Fünf Schwerverletzte bei nächtlichem Zusammenstoß auf der Ostentor-Kreuzung in Schwerte

Schwerer Verkehrsunfall

Selten ist die Béthunestraße so menschenleer wie gegen Mitternacht. Trotzdem krachten zwei Autos an der Kreuzung mit der Schützenstraße zusammen. Über die Ursache rätselt die Polizei noch.

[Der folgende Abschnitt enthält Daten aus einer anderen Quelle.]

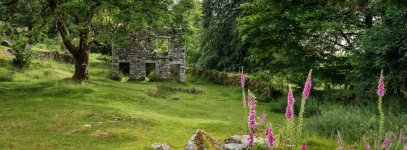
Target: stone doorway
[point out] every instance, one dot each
(150, 69)
(176, 72)
(124, 68)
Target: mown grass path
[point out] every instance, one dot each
(41, 109)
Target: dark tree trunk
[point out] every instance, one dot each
(82, 58)
(81, 68)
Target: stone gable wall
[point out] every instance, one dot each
(138, 54)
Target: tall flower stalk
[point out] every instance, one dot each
(305, 96)
(242, 81)
(380, 94)
(290, 113)
(269, 137)
(367, 146)
(340, 145)
(401, 140)
(251, 100)
(304, 147)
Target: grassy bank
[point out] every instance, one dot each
(42, 109)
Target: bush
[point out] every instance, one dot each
(312, 107)
(354, 123)
(6, 76)
(22, 58)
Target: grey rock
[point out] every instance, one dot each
(160, 146)
(238, 142)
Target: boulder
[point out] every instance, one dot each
(160, 146)
(238, 142)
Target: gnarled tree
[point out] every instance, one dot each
(75, 19)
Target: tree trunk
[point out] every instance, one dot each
(81, 67)
(82, 58)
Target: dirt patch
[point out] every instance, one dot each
(101, 133)
(77, 131)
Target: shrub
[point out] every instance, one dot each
(312, 107)
(352, 123)
(6, 76)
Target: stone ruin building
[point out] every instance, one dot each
(141, 56)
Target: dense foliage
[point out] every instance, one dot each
(82, 24)
(344, 42)
(221, 47)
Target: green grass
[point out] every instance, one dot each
(41, 109)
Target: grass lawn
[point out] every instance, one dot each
(41, 109)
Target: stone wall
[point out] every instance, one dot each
(140, 51)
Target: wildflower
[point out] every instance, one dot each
(380, 87)
(290, 96)
(401, 138)
(264, 117)
(252, 112)
(305, 95)
(387, 142)
(367, 146)
(307, 86)
(243, 93)
(304, 147)
(242, 78)
(269, 137)
(380, 93)
(252, 117)
(250, 139)
(289, 112)
(340, 141)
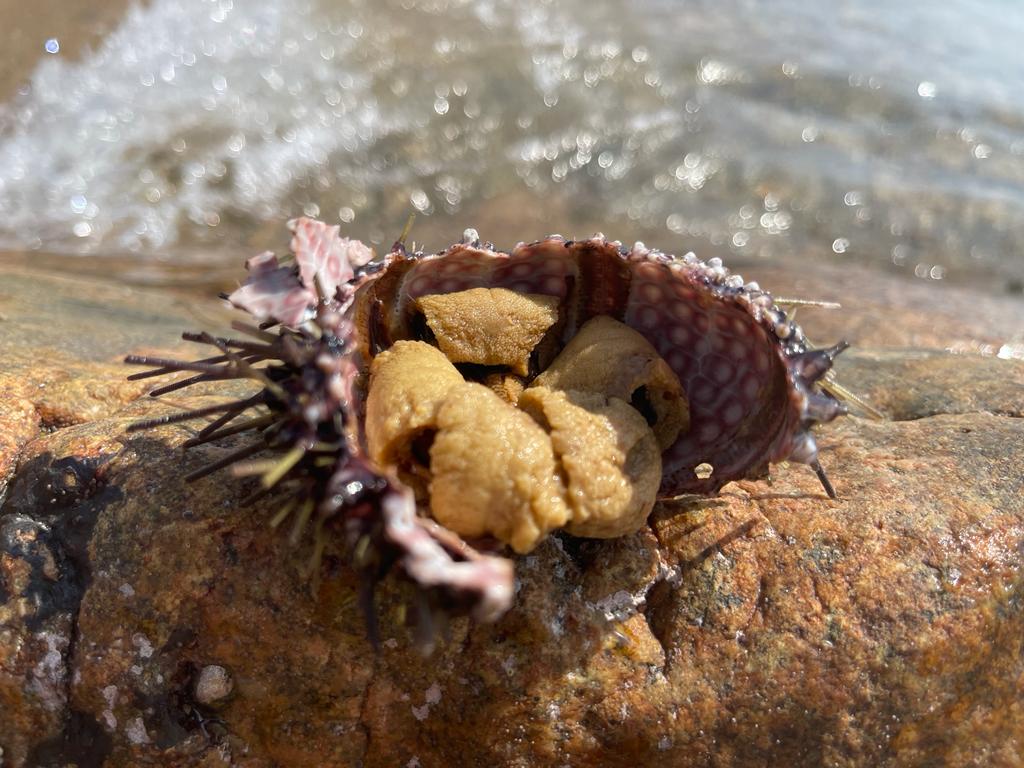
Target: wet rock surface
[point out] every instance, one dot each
(766, 625)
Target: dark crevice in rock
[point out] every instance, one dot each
(365, 723)
(83, 742)
(59, 501)
(653, 610)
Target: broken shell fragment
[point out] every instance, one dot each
(609, 357)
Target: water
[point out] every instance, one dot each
(888, 134)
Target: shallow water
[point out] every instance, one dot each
(879, 133)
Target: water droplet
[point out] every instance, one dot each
(420, 201)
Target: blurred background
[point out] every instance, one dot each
(172, 137)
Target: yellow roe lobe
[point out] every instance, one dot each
(579, 448)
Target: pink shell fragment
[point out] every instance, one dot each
(272, 292)
(320, 252)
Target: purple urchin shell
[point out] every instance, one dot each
(748, 372)
(747, 369)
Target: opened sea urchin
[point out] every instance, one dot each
(423, 400)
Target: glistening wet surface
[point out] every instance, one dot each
(855, 132)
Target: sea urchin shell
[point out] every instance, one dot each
(672, 363)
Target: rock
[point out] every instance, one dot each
(915, 383)
(213, 684)
(766, 625)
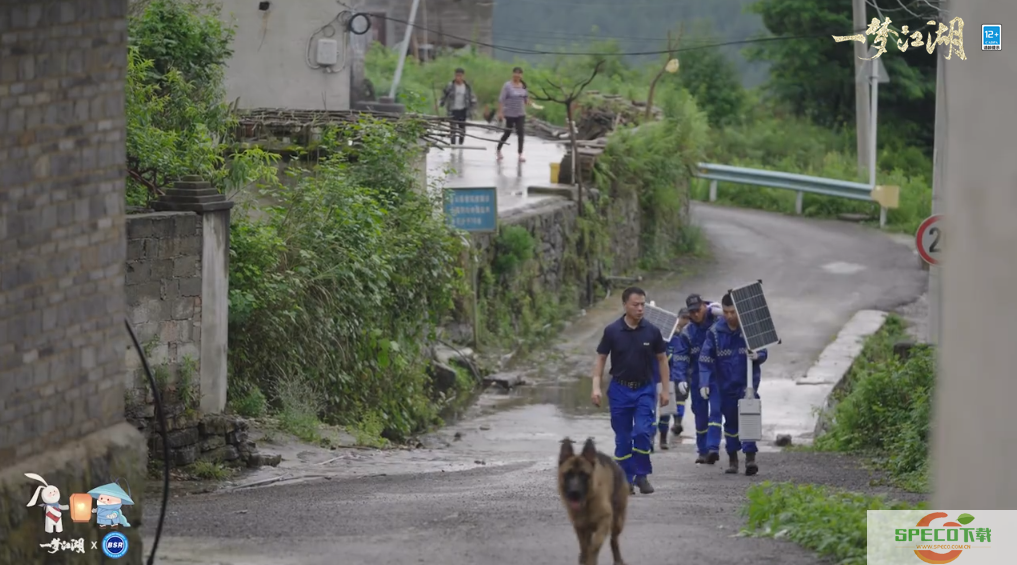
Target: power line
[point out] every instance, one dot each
(522, 51)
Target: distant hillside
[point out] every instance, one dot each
(637, 24)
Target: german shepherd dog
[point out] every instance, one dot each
(594, 491)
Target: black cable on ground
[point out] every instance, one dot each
(161, 415)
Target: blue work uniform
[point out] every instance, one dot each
(723, 364)
(707, 413)
(663, 420)
(633, 392)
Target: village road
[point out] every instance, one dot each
(484, 492)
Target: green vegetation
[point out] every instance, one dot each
(800, 120)
(829, 521)
(336, 291)
(654, 166)
(178, 121)
(883, 409)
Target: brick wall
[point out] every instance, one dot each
(62, 333)
(164, 305)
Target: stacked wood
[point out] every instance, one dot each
(277, 128)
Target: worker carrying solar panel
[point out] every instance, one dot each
(703, 316)
(677, 388)
(722, 368)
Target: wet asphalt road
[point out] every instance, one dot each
(488, 498)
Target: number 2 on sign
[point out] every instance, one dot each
(935, 246)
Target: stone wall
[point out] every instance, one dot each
(625, 229)
(214, 438)
(553, 225)
(62, 333)
(164, 305)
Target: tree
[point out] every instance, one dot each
(178, 122)
(815, 76)
(670, 65)
(567, 98)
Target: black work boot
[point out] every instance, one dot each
(644, 485)
(732, 465)
(751, 466)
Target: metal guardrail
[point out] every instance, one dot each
(886, 196)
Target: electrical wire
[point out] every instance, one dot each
(161, 415)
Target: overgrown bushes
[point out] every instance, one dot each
(829, 521)
(654, 163)
(884, 407)
(340, 286)
(178, 120)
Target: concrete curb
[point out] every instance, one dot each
(837, 359)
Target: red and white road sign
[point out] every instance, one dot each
(929, 241)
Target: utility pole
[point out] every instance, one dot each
(972, 431)
(404, 50)
(861, 86)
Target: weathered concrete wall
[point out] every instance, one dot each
(177, 286)
(164, 303)
(270, 67)
(215, 304)
(62, 255)
(553, 225)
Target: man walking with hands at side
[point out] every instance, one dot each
(635, 346)
(723, 368)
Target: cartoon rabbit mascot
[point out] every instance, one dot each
(51, 501)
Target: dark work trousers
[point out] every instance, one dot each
(459, 126)
(517, 124)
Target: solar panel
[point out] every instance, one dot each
(664, 320)
(757, 325)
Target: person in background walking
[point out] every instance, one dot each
(512, 108)
(458, 99)
(686, 356)
(723, 364)
(635, 346)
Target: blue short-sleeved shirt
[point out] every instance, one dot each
(633, 350)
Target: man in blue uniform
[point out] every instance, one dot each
(677, 385)
(635, 346)
(723, 368)
(686, 355)
(679, 398)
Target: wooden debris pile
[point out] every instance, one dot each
(598, 115)
(278, 129)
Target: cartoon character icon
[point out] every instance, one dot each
(51, 501)
(109, 500)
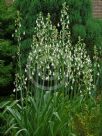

02.06.2019, 13:41 Uhr / Lesedauer: 1 min
Fünf Schwerverletzte bei nächtlichem Zusammenstoß auf der Ostentor-Kreuzung in Schwerte

Nächtlicher Unfall am Ostentor: Der silberfarbene Opel mit Jülicher Kennzeichen wollte nach links in die Schützenstraße einbiegen und stieß mit einem entgegenkommenden Suzuki Vitara zusammen. © Reinhard Schmitz

Schwer verletzt wurden fünf Männer bei einem Verkehrsunfall, der sich am Sonntag gegen 0.15 Uhr auf der Ostentor-Kreuzung ereignete. Nach Angaben der Polizei wollte ein 30-jähriger Schwerter mit einem silberfarbenen Opel nach links in die Schützenstraße abbiegen. Dabei krachte er mit einem entgegenkommenden grünen Suzuki Vitara mit griechischem Kennzeichen zusammen, der auf der Béthunestraße aus Richtung Villigst kam. Warum es zu der Kollision auf der selten so leeren nächtlichen Straße kam, konnte die Polizei noch nicht sagen.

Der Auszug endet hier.